Tauranga City Council is investigating the deliberate poisoning of a Totara tree on a private property in the Matua area.
Council says the poisoned tree was first noticed in June last year, when the Totara tree was ‘browning off’. ‘Browning off’ of the leaves is usually a sign that something traumatic has occurred, causing physiological changes to the tree.
“Poisoning attempts include several drill holes around the tree’s base, with traces of herbicide and a strong diesel odour being found,” said Council’s Director of Spaces and Places, Paul Dunphy.
He said since these discoveries, actions were taken to reverse as much damage as possible to the native tree.
“It had put on some new growth, but in October 2021, it was observed that the tree was declining further.”
Mr Dunphy said both Council and the property owners were dismayed over the poisoning attack. He said investigations to find the perpetrators were ongoing.
“People poison trees for various reasons, with outcomes often relating to things that will benefit them, commonly these include issues with views, light or debris/leaf fall.”
“The act of wilful damage to public tree assets is unfortunately far too common, with these actions involving the use of herbicide, unsanctioned pruning or actual removal of street or reserve trees.
“Unfortunately, this incident isn’t the first time Council has dealt with the poisoning of trees around Tauranga, and often this is where someone has taken matters into their own hands for selfish reasons,” says Mr Dunphy.
These actions can lead to enforcement action under the Resource Management Act 1991, he said.
“Tall trees provide a safe roosting place for birds, and the need is increasing as Tauranga harbour beaches get developed.
“Once that habitat is gone, it’s gone forever.”

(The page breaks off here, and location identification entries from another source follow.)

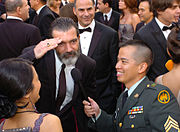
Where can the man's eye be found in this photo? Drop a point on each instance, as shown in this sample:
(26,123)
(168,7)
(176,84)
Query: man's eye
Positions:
(61,44)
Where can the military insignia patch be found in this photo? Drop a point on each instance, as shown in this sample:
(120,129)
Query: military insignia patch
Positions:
(153,85)
(171,125)
(136,110)
(163,97)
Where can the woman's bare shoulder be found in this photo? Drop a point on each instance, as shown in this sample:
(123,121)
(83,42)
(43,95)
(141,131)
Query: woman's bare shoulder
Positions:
(51,122)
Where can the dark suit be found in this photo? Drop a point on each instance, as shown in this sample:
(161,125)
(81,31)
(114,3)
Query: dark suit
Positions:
(2,9)
(15,35)
(45,68)
(104,49)
(139,26)
(113,21)
(45,18)
(143,111)
(154,37)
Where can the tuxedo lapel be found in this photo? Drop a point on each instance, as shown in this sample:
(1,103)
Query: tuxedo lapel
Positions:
(75,93)
(133,99)
(111,20)
(94,40)
(51,70)
(101,18)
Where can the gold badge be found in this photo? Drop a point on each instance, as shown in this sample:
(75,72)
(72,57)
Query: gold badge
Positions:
(164,97)
(171,125)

White-faced herons, Tui, and Royal Spoonbill are just some of the wildlife residing in Matua that could be facing a loss of habitat due to the protected native Totara tree being poisoned.

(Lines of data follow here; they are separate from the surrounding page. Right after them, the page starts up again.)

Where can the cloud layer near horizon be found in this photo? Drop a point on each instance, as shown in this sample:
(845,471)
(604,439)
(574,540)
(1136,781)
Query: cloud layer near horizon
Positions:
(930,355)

“Tall native trees, whether they’re on Council land or private property, provide a resource for all the community and enhance Tauranga’s biodiversity.”
“This particular Totara is just one of the many trees that are protected in the City Plan. Such trees are part of Council’s natural heritage and are considered worthy of protection.”
Once listed in the City Plan, the tree is protected through provisions under the Resource Management Act 1991. These provisions enable Council to take enforcement action where an offence has occurred. This can result in penalties of up to two years imprisonment or a fine up to $300,000 for an individual.